Leker for Barn, Ritualer for Voksne

Anmeldt av Jens Nepper
(Karisma Records, 2019)

Karakter: 4/6

Tusmørke Leker for Barn, Ritualer for Voksne album cover.jpgNorwegian prog rockers Tusmørke are a bunch of fantastic musicians who keep throwing us musical curve balls, and we should all be fucking grateful for that. True to the band members' unquenchable thirst to widen their musical horizons, their latest endeavor is nothing less than a record comprised of music from two musicals for children, which is to say that it contains Tusmørke's very own and highly original take on traditional Norwegian children's songs and rhymes as well as a few compositions of their own. The idea was to penetrate and go beyond the layers and veils that cloud the true meaning and esoteric subject matter of some of the words and melodies that are to be found within these songs and then relate those to ancient cultures and religions, folklore and old legends, and what would appear to be fantasy.
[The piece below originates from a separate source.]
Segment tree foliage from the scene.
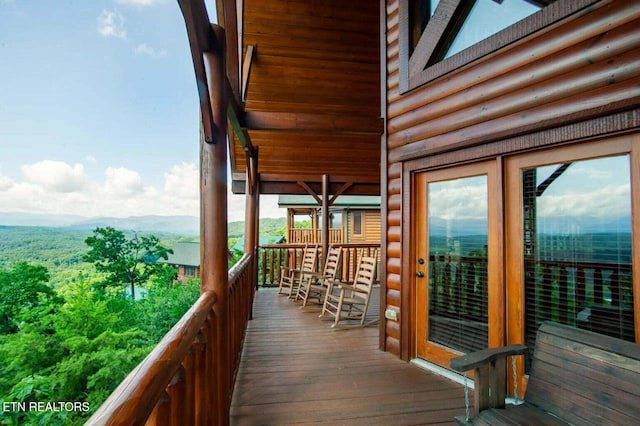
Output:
[0,228,199,425]
[84,226,173,299]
Intriguing, right?

“Leker for Barn, Ritualer for Voksne” is essentially a collection of immersive songs with layers of enigmatic charm to them. It is also a creative journey far removed from any genre conventions or notions of what prog music really is. The offering possesses a wonderful aesthetic and the depth of imagination on display here is impressive. It is most definitely a weird and eccentric piece of work, but that certainly does not mean that it is bereft of artistic ambition. In short, “Leker for Barn, Ritualer for Voksne” is rich, detailed, and meant to be listened to in full, but it has to be said that its latter half is more diverse and shows a greater array of color, nuance, and substance. I particularly dig the groovy “Sjubidubidu Sju”, the eerie “Velkommen til Hades”, the ridiculously catchy “Kharons Vise”, and the trippy “Dn Tolvte Baal”. All of those (and many of the other songs on the record) have a subtle tone and hint of something unsettling and sinister coursing through them.

Due to the nature of the compositions and the lyrics being in Norwegian, I reckon that the disc will primarily appeal to Scandinavian lovers of psychedelic prog rock. As much as I cherish the album, I must admit that this is one of those records that I probably will not listen to that often as it requires and demands quite a lot from the listener in terms of being in the right frame of mind in order to fully appreciate the material. It would be easy to merely listen to two or three cuts and then dismiss the whole thing as childish bullshit, but that would be to miss the point of “Leker for Barn, Ritualer for Voksne” completely. This one comes highly recommended, but approach it with an open mind (and I do mean OPEN), okay?